Cmdr. Brent Schmadeke relieved Cmdr. Joan Snaith as the commanding officer of Coast Guard Air Station Port Angeles during a change of command ceremony at the unit Thursday, June 30.
Rear Adm. Mel Bouboulis, commander, 13th Coast Guard District, presided over the event.
The actual event took place while both Schmadeke and Snaith flew separate aircraft in formation overhead of those in attendance. Once approval was gained from Bouboulis, Schmadeke maneuvered into the lead position of the formation flight thereby assuming command duties and responsibilities of the flight and unit.
Prior to reporting to Air Station Port Angeles, Schmadeke served as Deputy of Aviation Forces at Coast Guard Headquarters, where he was responsible for providing aviation resources, doctrine, oversight, and training programs.

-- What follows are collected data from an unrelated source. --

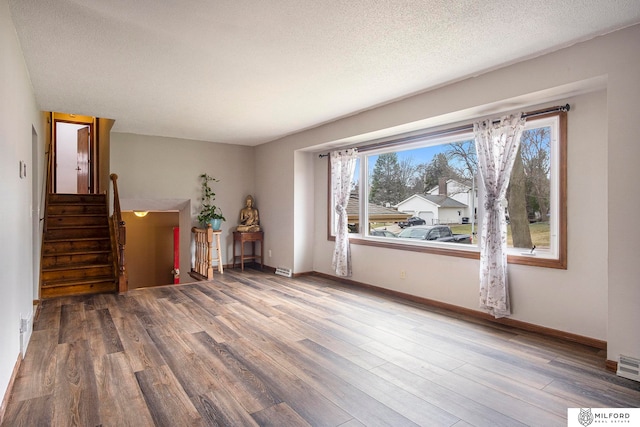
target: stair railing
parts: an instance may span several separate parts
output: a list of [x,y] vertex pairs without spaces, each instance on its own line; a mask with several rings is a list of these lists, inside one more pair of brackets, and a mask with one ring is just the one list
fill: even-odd
[[[43,222],[43,233],[47,232],[47,206],[49,205],[49,194],[53,190],[53,141],[50,139],[44,152],[45,156],[45,173],[44,173],[44,185],[42,186],[42,193],[40,194],[40,203],[42,204],[42,212],[39,212],[39,220]],[[43,234],[44,235],[44,234]]]
[[213,279],[213,229],[193,227],[191,229],[195,242],[195,259],[191,269],[191,277],[200,280]]
[[[49,206],[49,194],[52,190],[52,181],[53,181],[53,124],[51,120],[51,113],[49,113],[47,123],[50,125],[49,131],[47,135],[47,141],[45,144],[44,150],[44,173],[43,173],[43,182],[42,187],[40,187],[40,200],[38,201],[38,210],[36,213],[38,215],[38,222],[42,224],[42,232],[39,231],[40,235],[40,274],[38,276],[38,295],[37,298],[40,300],[42,297],[42,261],[44,257],[44,236],[47,232],[47,209]],[[39,224],[40,226],[40,224]],[[40,308],[40,307],[38,307]]]
[[127,271],[125,268],[124,247],[127,243],[127,228],[125,222],[122,220],[122,210],[120,209],[120,196],[118,195],[118,175],[112,173],[110,175],[111,182],[113,183],[113,233],[116,242],[116,265],[118,268],[118,292],[126,292],[128,290],[127,285]]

This will be his third tour at the air station, as he was previously the operations officer from 2016 to 2019 and was a newly qualified aviator when he reported in 2005 for his first tour in Port Angeles.
Snaith, who served as the Air Station Port Angeles commanding officer since 2019, was also promoted to the rank of captain during the ceremony. She now heads to the Los Angeles area to serve as a RAND fellow, where she will assist senior leaders with the strategic thinking and planning needed to meet the challenges of present missions and to prepare the Coast Guard for the future.
The Air Station on Ediz Hook was commissioned in 1935, becoming the first permanent Coast Guard air station on the Pacific Coast. There are currently around 95 Coast Guard members and three MH-65E Dolphin helicopters located at the unit.
The crews conduct search and rescue, law enforcement, homeland security, and environmental protection missions throughout Puget Sound, the Strait of Juan de Fuca, the Washington Coast, and all points in between, often working with partner agencies in Canada.
The change of command ceremony is a time-honored military tradition that marks a transfer of total responsibility and authority from one individual to another. The ceremony is conducted to formally demonstrate the continuity of authority within a U.S. military command.